Die Skepsis gegenüber der Landesregierung kommt nicht von ungefähr: Arizona hat sich bereits 2009 mit kurzsichtiger Politik blamiert. Damals verkaufte der Bundesstaat aus akuter Geldnot sein Kapitol und andere öffentliche Gebäude in Phoenix für 735 Millionen Dollar an eine Immobilienfirma, die sie dem Parlament zur Nutzung verpachtete. Und mit dem Einwanderungsgesetz von 2010 löste man sogar international Empörung aus. Es gab der Polizei weitreichende Rechte bei der Kontrolle vermeintlich illegaler Einwanderer. Das Oberste Gericht der USA hat das Gesetz im Juni 2012 in drei Punkten für verfassungswidrig erklärt - weil es unzulässig in Bundeskompetenzen eingreift.

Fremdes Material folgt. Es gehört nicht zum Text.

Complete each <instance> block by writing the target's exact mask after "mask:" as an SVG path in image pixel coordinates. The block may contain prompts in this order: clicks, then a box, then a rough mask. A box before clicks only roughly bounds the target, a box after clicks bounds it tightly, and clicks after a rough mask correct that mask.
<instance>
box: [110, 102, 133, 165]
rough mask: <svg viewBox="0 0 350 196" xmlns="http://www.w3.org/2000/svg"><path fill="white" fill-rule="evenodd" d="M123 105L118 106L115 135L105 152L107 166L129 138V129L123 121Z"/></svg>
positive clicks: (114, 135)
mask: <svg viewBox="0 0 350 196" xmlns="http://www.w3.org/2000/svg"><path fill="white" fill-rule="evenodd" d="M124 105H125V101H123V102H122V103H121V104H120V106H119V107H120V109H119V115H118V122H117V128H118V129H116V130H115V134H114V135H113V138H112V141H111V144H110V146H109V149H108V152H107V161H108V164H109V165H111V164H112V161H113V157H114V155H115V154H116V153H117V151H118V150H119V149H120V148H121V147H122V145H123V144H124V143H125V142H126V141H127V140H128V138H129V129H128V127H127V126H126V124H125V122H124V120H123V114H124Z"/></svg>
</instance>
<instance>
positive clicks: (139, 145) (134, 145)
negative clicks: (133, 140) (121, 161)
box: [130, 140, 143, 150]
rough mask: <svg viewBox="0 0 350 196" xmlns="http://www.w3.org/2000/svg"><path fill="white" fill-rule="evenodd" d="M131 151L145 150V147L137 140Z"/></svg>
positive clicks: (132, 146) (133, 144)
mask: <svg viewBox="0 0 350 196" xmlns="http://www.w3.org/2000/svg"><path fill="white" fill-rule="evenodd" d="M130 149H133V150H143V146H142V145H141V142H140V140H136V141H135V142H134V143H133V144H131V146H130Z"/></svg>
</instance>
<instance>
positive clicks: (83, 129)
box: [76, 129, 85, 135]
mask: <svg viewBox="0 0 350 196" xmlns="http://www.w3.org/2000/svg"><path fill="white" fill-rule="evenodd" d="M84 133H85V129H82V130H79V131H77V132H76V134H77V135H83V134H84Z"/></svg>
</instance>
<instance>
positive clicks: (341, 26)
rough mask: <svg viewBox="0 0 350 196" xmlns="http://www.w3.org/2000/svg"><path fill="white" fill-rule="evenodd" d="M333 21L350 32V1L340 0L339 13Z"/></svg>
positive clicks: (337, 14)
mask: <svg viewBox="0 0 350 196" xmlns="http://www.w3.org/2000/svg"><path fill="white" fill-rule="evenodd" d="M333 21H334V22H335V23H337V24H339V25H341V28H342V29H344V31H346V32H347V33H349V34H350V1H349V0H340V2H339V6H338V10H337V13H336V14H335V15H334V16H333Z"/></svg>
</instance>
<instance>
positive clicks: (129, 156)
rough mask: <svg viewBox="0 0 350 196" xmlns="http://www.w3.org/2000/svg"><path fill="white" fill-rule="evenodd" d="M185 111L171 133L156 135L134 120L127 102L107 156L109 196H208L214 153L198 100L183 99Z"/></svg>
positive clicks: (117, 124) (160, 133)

Arizonas Republikaner lassen sich von dieser erfolglosen Rebellion nicht entmutigen. Auch nicht davon, dass Proposition 120 wohl ebenfalls gegen Bundesrecht verstößt, weil ein Bundesstaat keine nationalen Gesetze annullieren kann. Ein Kolumnist in der Studentenzeitung der Arizona State University formuliert es so: "Unsere Abgeordneten zeigen dem Rest des Landes ihre glänzenden Knarren. Um die Leute daran zu erinnern, dass der Wilde Westen noch viel verrückter ist, als sie dachten."